💡 TL;DR
- Unbound est un validateur DNS récursif et cache open-source développé par NLnet Labs.
- En le conteneurisant avec Docker Compose, vous obtenez un resolver DNS local performant en quelques minutes.
- C’est un complément idéal à un bloqueur comme AdGuard Home : Unbound résout, AdGuard filtre.
Pourquoi héberger son propre resolver DNS
Chaque fois que vous ouvrez une page web, votre machine envoie une requête DNS pour traduire un nom de domaine en adresse IP. Par défaut, cette requête part vers le serveur DNS de votre FAI, un Google 8.8.8.8 ou un Cloudflare 1.1.1.1. C’est rapide, mais vous dépendez d’un tiers et vous laissez trainer vos requêtes de résolution chez eux.
Unbound change la donne. C’est un resolver DNS récursif et cache qui tourne chez vous. Il va lui-même interroger les serveurs racine de l’Internet, puis les TLD, puis les autoritaires, pour remonter la réponse. Résultat : vous ne dépendez plus d’un DNS public, vous validez DNSSEC sur votre propre infrastructure et vous cachez agressivement les réponses pour accélérer considérablement les requêtes suivantes.

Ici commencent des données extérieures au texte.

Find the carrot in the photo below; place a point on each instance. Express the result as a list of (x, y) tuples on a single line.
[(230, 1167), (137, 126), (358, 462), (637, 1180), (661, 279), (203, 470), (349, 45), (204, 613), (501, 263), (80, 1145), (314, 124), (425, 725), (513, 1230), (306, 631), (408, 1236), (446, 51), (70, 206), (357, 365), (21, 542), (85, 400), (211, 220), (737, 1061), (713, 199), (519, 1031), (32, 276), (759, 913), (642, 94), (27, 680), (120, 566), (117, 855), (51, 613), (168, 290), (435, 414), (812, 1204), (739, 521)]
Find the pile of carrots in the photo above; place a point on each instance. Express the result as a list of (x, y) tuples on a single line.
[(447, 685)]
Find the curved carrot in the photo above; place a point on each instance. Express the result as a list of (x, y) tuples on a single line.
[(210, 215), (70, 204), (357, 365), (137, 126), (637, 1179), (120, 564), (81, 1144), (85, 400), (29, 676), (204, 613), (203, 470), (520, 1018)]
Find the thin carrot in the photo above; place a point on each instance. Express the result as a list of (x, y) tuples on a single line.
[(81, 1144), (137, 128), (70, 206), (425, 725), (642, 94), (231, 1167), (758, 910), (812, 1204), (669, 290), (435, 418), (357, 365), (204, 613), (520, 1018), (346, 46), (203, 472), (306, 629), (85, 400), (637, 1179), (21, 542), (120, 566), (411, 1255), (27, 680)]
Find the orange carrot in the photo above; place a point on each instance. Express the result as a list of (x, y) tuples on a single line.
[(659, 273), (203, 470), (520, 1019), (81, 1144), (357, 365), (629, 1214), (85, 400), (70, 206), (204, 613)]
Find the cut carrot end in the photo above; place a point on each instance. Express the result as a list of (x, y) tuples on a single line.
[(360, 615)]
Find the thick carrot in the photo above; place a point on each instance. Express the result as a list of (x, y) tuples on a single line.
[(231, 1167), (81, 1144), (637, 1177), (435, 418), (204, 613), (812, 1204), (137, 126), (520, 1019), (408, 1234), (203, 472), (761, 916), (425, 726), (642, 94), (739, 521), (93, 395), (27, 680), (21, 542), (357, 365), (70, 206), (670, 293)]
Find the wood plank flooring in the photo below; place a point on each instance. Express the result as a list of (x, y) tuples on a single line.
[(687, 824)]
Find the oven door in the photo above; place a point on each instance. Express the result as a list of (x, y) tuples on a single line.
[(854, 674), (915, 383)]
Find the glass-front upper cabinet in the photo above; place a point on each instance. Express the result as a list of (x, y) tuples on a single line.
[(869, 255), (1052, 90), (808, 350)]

Bref, Unbound ne filtre pas comme AdGuard Home. Il résout. Et c’est déjà énorme.
Présentation d’Unbound
Unbound est un projet développé par NLnet Labs, la même maison qui maintient NSD et autres joyaux de l’infrastructure Internet. Distribué sous licence BSD, il est conçu pour la sécurité, la performance et la conformité aux standards. Contrairement à dnsmasq qui fait du forwarding vers un upstream, Unbound est un vrai résolveur récursif : il remonte la chaîne DNS depuis les root hints jusqu’au serveur autoritaire du domaine demandé.
Voici ce qu’il apporte nativement :
- Validation DNSSEC : il vérifie la signature cryptographique des réponses pour s’assurer qu’elles n’ont pas été altérées en route.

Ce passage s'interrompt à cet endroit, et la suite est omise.